Il est affecté à la 13e escadre de chasse, à Colmar, sur l’intercepteur F86-K Sabre (le confort d’une Buick) avec quelques responsabilités (officier NBC) des missions (tir, tenue d’alerte, desserrement,…), une éjection moteur cassé, des échanges à l’étranger, et un peu de détente (stage de ski à Val d’Isère, parcours évasion…), mais aussi les joies de l’escadrille aux soirées rieuses, générant une petite histoire si bien racontée, avec le « Règlement de la Chasse » comme livre de chevet (poursuite d’un objectif unique…)
Après les débuts laborieux du tout nouveau Mirage IIIC, moderne et puissant, et sa fusée à acide nitrique crevant le parking, ses habits de lumière stratosphériques épuisant les pilotes voués aux 66000 pieds, il se tourne vers une carrière de pilote d’essais.

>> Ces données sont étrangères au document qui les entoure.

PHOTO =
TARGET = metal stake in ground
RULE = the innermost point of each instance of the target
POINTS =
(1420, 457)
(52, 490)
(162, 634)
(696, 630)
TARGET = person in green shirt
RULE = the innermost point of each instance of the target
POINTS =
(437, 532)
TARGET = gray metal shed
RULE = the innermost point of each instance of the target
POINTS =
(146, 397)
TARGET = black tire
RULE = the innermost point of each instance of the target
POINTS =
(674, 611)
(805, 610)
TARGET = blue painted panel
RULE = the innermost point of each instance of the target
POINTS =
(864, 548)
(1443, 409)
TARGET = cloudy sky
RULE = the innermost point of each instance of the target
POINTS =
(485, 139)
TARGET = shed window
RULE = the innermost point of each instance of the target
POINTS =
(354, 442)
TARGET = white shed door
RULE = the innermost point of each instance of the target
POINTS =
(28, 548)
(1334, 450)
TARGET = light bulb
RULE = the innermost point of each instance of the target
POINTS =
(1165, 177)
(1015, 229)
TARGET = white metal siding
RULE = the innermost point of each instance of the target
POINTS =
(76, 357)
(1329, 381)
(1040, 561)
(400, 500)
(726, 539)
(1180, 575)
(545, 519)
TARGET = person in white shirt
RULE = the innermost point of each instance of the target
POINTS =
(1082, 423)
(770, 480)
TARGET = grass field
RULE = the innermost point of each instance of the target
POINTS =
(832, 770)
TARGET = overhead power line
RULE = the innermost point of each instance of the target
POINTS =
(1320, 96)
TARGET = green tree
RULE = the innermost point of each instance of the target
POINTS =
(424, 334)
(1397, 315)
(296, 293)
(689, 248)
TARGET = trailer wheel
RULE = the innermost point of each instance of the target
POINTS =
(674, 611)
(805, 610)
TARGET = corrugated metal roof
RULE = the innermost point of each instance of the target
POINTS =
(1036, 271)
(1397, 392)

Il rejoint le Centre d’essais en vol de Brétigny en 1964, y découvre Meteor, Canberra et plus lourd, avant de voler sur la plupart des appareils de cette époque, en particulier le Vautour, sur lequel il fera son dernier vol longtemps après. A Istres, il s’éjecte du Mirage IIIA 03 en panne réacteur, puis du Jaguar E 01 auquel il a trop demandé. Il est par deux fois blessé et craint pour son aptitude pilote.
Après un passage en état-major où il s’occupe des programmes de missiles, il rejoint l’école supérieure de guerre aérienne, puis la base aérienne de Colmar, en 1973, comme chef des moyens opérationnels où il retrouve ses chers Mirage, et découvre le planeur le week-end, à la Section air de vol à voile dont il est chargé. Il retourne trois ans aux essais en vol à Cazaux, comme chef de la Base d’essais, chargée de l’expérimentation pour le tir et le bombardement, puis prend le commandement de la Base aérienne 217 de Brétigny, après un deuxième passage à l’état-major de l’Armée de l’air.
Après le service, il est placé à la tête du Musée de l’air et de l’Espace, au Bourget, où il découvre les joies et les risques du pilotage des montgolfières et les difficultés de la vie associative, se mettant à la faute, bien malgré lui, jusqu’en correctionnelle. Plus tard, président de SOS amitiés, pendant cinq ans, il donnera toute sa mesure à la tête d’une institution caritative, manière de revenir sur terre, après plus de trente années de pilotage passées la tête en l’air.
Au travers de nombreuses anecdotes, Alain Brossier nous dévoile la vie passionnante des unités de chasse et d’essais en vol, des premiers réacteurs jusqu’au Jaguar. Une certaine insouciance aéronautique, portée à faire confiance à l’avion de mieux en mieux maîtrisé, lui laissera peu de chance lorsqu’il devra affronter la jungle d’une administration tatillonne. « Savoir voler n’est pas savoir nager », a-t-il dû se dire en se retournant sur son périlleux passé, pour nous livrer cet intéressant témoignage.